The skill inspects communication patterns, latency requirements, and deployment constraints to recommend the right protocol and architecture. It prescribes concrete implementations (e.g., Socket.IO + Redis adapter), production hardening steps (ulimit, port ranges), and operational safeguards like heartbeats, reconnection backoff, and rate limiting. It also highlights anti-patterns and provides a checklist for scalability, resilience, and security.

When to use it

Building chat platforms, live dashboards, or real-time multiplayer games
Scaling WebSocket servers horizontally across multiple instances
Migrating from polling to push or adding SSE for one-way updates
Troubleshooting connection drops, heartbeat failures, or CORS issues
Designing stateful connection models and presence systems

Best practices

Implement ping/pong heartbeats and exponential reconnection with jitter
Use Redis (or NATS/Kafka) adapters for multi-node message routing
Enforce TLS (WSS), validate auth on handshake, and apply rate limits
Batch messages and use binary protocols for high-frequency/large payloads
Tune OS limits (file descriptors, ephemeral ports) and avoid blocking the event loop

Example use cases

Scalable enterprise chat: Socket.IO with Redis adapter, room routing, presence, and message persistence
Live analytics dashboard: low-latency WebSocket server, batching, pub/sub, and client coalescing
Multiplayer game backend: binary WebSocket protocol, authoritative server, prediction and reconciliation
IoT telemetry: lightweight MQTT over WebSockets for constrained devices
Notification service: SSE for efficient one-way updates where reactivity beats interactivity

FAQ

When should I choose Socket.IO over raw WebSockets?

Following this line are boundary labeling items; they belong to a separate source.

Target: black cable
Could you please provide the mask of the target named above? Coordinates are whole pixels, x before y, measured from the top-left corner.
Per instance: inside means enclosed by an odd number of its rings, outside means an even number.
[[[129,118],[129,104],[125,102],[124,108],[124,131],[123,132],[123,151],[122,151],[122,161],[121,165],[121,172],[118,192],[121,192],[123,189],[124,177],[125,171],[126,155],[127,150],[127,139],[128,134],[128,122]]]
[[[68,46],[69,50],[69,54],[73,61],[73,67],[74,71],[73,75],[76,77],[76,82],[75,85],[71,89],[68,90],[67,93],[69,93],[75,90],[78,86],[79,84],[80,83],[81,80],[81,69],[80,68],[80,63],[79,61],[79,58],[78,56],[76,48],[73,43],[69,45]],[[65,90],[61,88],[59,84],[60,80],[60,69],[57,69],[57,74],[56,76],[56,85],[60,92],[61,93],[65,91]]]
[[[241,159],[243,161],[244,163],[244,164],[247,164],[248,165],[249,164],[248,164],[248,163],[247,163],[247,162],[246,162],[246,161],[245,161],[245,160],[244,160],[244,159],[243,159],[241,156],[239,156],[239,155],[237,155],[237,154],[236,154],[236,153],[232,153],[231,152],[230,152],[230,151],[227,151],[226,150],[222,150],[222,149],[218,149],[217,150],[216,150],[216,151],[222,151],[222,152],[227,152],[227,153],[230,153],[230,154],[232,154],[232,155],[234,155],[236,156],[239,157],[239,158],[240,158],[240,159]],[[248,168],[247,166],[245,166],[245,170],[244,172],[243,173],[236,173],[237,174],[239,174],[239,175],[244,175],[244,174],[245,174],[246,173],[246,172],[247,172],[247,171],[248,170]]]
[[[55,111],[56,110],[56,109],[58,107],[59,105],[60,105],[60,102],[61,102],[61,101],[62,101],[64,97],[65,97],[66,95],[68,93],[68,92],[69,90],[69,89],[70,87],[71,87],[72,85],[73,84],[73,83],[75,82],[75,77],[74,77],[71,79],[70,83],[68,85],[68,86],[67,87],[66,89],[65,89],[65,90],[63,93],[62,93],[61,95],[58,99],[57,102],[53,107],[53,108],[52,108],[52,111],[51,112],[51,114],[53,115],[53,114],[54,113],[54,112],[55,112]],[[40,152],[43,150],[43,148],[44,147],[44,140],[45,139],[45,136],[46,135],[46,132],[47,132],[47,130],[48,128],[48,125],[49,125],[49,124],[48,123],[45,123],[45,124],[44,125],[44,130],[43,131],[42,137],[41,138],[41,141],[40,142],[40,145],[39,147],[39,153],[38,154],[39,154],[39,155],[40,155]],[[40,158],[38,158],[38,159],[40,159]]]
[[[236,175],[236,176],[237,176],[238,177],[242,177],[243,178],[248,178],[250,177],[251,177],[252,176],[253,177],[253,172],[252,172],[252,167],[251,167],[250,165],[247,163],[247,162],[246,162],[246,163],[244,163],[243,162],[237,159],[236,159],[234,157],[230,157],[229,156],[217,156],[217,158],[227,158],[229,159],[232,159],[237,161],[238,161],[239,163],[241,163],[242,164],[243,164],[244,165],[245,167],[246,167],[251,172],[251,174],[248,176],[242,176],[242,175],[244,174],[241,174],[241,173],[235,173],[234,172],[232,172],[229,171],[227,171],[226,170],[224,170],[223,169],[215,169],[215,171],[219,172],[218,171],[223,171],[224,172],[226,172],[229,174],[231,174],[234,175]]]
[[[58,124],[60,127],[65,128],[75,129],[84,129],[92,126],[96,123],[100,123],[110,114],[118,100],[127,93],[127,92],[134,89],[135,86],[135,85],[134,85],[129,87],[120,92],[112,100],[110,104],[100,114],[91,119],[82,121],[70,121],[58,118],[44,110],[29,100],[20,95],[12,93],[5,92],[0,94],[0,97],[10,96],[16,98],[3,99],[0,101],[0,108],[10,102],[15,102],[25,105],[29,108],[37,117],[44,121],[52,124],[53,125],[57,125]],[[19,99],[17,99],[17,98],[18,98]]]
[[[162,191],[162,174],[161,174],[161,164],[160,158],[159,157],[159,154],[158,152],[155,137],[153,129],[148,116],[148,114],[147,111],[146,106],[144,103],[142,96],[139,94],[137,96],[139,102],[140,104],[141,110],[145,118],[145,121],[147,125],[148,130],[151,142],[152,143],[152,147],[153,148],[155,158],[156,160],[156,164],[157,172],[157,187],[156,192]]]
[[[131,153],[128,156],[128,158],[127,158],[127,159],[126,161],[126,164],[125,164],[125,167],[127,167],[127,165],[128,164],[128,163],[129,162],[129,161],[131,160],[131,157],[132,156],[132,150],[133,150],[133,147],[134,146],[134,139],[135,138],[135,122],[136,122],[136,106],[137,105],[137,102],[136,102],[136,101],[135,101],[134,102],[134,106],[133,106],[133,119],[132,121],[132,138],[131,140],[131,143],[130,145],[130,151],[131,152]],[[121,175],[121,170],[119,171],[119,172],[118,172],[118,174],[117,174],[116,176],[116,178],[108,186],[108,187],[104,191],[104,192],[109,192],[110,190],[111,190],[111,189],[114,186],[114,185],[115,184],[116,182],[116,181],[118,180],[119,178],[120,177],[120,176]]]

Choose Socket.IO when you need built-in reconnection, fallbacks, and higher-level features; use raw WebSockets for minimal overhead and lower latency when you control both client and server.

How do I avoid the thundering herd on reconnect?

Implement exponential backoff combined with randomized jitter so clients stagger reconnection attempts rather than reconnecting all at once.